GOLDBERG: We would know that people know exactly what these weapons do, that they've seen what they've done and that they've chosen to do nothing. And that I just cannot believe - that Americans in this country would see what these weapons do to our children, our teachers, our community, and that they would stand by and do nothing.

FADEL: Let's say those images are released today. Would it actually make a difference? Are there moments in history where you think it did?

GOLDBERG: Emmett Till's mom had an open casket, and I'm sure that had some impact on the civil rights movement. The napalm girl - you know, those images, brought into our homes during the Vietnam War, I think significantly made change.

FADEL: What do you say to people who say it's too insensitive to the families who lost their loved ones?

GOLDBERG: I would say, I'm sorry, and I think it's actually the opposite. I would never do it disrespectfully, but I'm too sensitive now and too desperate now, and I don't think I stand alone.

FADEL: There have been modern-day moments when we've seen horrific images - I think of a family killed by U.S. soldiers in Iraq and a little girl covered in their blood. I remember that picture from the Iraq war. Alan Kurdi, the Syrian child that was washed up on the shore - that really mobilized a lot of people to talk about that conflict in a different way.
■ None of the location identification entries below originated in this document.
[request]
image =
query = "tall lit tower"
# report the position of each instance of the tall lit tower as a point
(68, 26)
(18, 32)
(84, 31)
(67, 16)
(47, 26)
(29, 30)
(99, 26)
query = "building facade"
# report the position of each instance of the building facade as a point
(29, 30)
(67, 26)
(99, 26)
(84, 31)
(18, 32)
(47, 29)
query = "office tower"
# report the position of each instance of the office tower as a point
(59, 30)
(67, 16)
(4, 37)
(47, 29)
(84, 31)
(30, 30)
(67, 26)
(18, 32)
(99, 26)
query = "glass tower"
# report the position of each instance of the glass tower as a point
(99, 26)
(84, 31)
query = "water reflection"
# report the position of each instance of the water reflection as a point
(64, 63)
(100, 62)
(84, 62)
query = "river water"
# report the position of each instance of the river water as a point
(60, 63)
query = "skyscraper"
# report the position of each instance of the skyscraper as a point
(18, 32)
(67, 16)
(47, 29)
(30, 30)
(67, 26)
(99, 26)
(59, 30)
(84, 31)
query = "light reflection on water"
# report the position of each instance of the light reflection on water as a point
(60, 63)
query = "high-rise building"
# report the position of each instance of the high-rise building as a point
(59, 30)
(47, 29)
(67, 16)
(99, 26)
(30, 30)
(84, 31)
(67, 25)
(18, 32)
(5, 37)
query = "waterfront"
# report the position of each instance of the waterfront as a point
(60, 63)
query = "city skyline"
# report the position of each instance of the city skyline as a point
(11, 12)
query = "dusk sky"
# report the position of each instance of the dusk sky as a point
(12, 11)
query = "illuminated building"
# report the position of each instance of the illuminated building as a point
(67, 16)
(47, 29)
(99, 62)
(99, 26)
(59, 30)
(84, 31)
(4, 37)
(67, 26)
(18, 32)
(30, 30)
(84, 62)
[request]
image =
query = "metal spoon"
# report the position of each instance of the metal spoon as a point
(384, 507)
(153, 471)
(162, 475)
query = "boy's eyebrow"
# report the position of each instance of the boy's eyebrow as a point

What is different about mass shootings here than violence we see abroad or in marginalized communities?

GOLDBERG: I don't think people want to see these pictures because I don't think people want to believe it could be them or their loved ones. And I think it's very easy to say these things happen to other people because it's such a devastating thought.

FADEL: We have seen images of violence against, frankly, Black bodies in the history of the U.S. And like you said, Emmett Till sparked the civil rights movement in many ways. But is it enough just showing the pictures?

GOLDBERG: I do believe that showing pictures of all people, you know, that have been shot - not just those Black bodies, you know, in my North Philadelphia community, but I think I had spoken about showing the pictures from Sandy Hook so that we would try to get everybody to care just a little bit more because it doesn't seem like people cared about the shootings that were going on in my community. And I was desperate to wonder - what would it get to get people to care, and what would it get to change our legislation for these military-style weapons?

FADEL: Dr. Goldberg, thank you so much for your time.